Snapshots API Reference¶
This document covers the snapshot storage interface and implementations for optimizing aggregate loading performance.
Overview¶
Snapshots capture point-in-time aggregate state, enabling fast aggregate loading by skipping event replay for events before the snapshot. This is a critical optimization for long-lived aggregates with many events.

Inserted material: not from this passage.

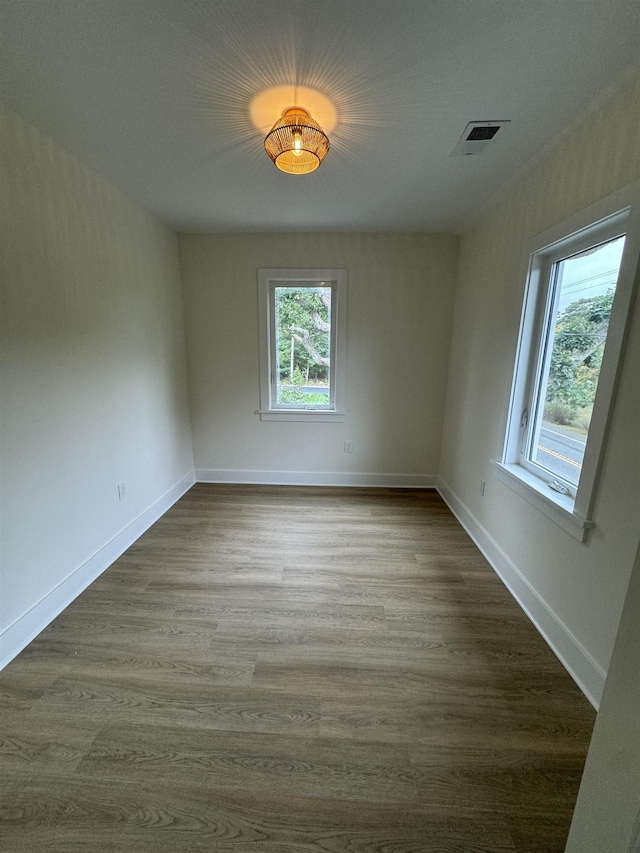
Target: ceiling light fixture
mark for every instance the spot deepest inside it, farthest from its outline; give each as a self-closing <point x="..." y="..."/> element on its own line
<point x="296" y="143"/>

from eventsource.snapshots import (
# Core types
Snapshot,
SnapshotStore,
# Implementations
InMemorySnapshotStore,
PostgreSQLSnapshotStore,
SQLiteSnapshotStore,
# Exceptions
SnapshotError,
SnapshotDeserializationError,
SnapshotSchemaVersionError,
SnapshotNotFoundError,
)
# Snapshot strategies (advanced usage)
from eventsource.snapshots.strategies import (
SnapshotStrategy,
ThresholdSnapshotStrategy,
BackgroundSnapshotStrategy,
NoSnapshotStrategy,
create_snapshot_strategy,
)
Snapshot¶
Immutable data structure representing captured aggregate state.
Class Definition¶
@dataclass(frozen=True)
class Snapshot:
"""Point-in-time capture of aggregate state."""
aggregate_id: UUID
aggregate_type: str
version: int
state: dict[str, Any]
schema_version: int
created_at: datetime
Attributes¶
| Attribute | Type | Description |
|---|---|---|
aggregate_id |
UUID |
Unique identifier of the aggregate instance |
aggregate_type |
str |
Type name of the aggregate (e.g., "Order") |
version |
int |
Aggregate version when snapshot was taken |
state |
dict[str, Any] |
Serialized aggregate state as JSON-compatible dictionary |
schema_version |
int |
Version of the aggregate's state schema |
created_at |
datetime |
Timestamp when snapshot was created |
Example¶
from eventsource.snapshots import Snapshot
from datetime import datetime, UTC
from uuid import uuid4
snapshot = Snapshot(
aggregate_id=uuid4(),
aggregate_type="Order",
version=100,
state={"order_id": "...", "status": "shipped", "items": [...]},
schema_version=1,
created_at=datetime.now(UTC),
)
print(snapshot)
# Output: Snapshot(Order/550e8400-e29b-41d4-a716-446655440000, v100, schema_v1)
Design Notes¶
- Snapshots are immutable (
frozen=True) for consistency - One snapshot per aggregate at any time (latest only)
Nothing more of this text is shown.